夏油杰训练本来就很累了,跟禅院甚尔拌了几句嘴之后,头一歪就睡着了。

        明光院把小孩放在自己的腿上。

        这种膝枕的待遇就连禅院甚尔也没有享受过。听到夏油杰均匀的呼吸声,他终究还是没有吵醒小孩,反而压低了声音说:得寸进尺的小鬼。

        他嘴上虽然这样说,但他嘴角微微翘起,就算是明光院也看不出半点厌恶的神情。

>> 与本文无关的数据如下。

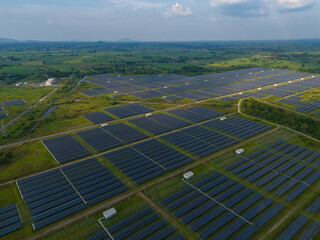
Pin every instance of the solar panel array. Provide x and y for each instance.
(93, 181)
(304, 107)
(294, 229)
(147, 160)
(98, 117)
(10, 219)
(199, 141)
(142, 224)
(195, 114)
(128, 110)
(65, 148)
(49, 197)
(59, 193)
(281, 168)
(99, 139)
(238, 127)
(3, 115)
(124, 133)
(12, 103)
(195, 88)
(218, 207)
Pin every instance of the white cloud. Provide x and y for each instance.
(216, 3)
(293, 4)
(177, 10)
(136, 4)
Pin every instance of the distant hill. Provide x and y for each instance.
(8, 40)
(126, 40)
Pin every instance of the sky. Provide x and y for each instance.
(159, 20)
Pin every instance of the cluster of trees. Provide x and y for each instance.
(5, 156)
(281, 116)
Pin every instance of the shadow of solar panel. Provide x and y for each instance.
(169, 121)
(99, 139)
(164, 155)
(135, 165)
(49, 197)
(124, 132)
(65, 148)
(14, 103)
(10, 220)
(90, 93)
(142, 224)
(98, 117)
(174, 98)
(150, 125)
(3, 115)
(93, 181)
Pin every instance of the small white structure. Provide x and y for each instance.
(188, 175)
(49, 82)
(239, 151)
(109, 213)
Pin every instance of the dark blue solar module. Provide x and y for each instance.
(98, 117)
(150, 125)
(128, 110)
(239, 127)
(3, 115)
(65, 148)
(99, 139)
(203, 213)
(170, 121)
(93, 181)
(293, 228)
(162, 154)
(124, 132)
(14, 103)
(141, 224)
(135, 165)
(10, 219)
(49, 197)
(192, 114)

        明光院也压低了声音说:你要是不喜欢他的话,根本就不会帮他做训练,来温泉旅行也带着他,不是吗。

        禅院甚尔说不出反驳的话来,他假装认真开车,一言不发。

        明光院小声说:听说八原这个地方有妖怪唉,不知道是不是某种咒灵,我想去看看,而且据说这几天就会有祭典,不知道和盂兰盆节的祭典相差多大

        禅院甚尔听他絮絮叨叨说着,他只觉得心中柔软一片。

        少年时代的他满心全是对禅院家的恨意,对咒术师的恨意,而后他一直堕落。

        可现在,当他回忆过去的时候,记忆里那些灰暗的过去全都换了一个色彩。那些记忆透着明亮的色彩,暖洋洋像是浸泡过太阳的光芒,他的恋人住在其中。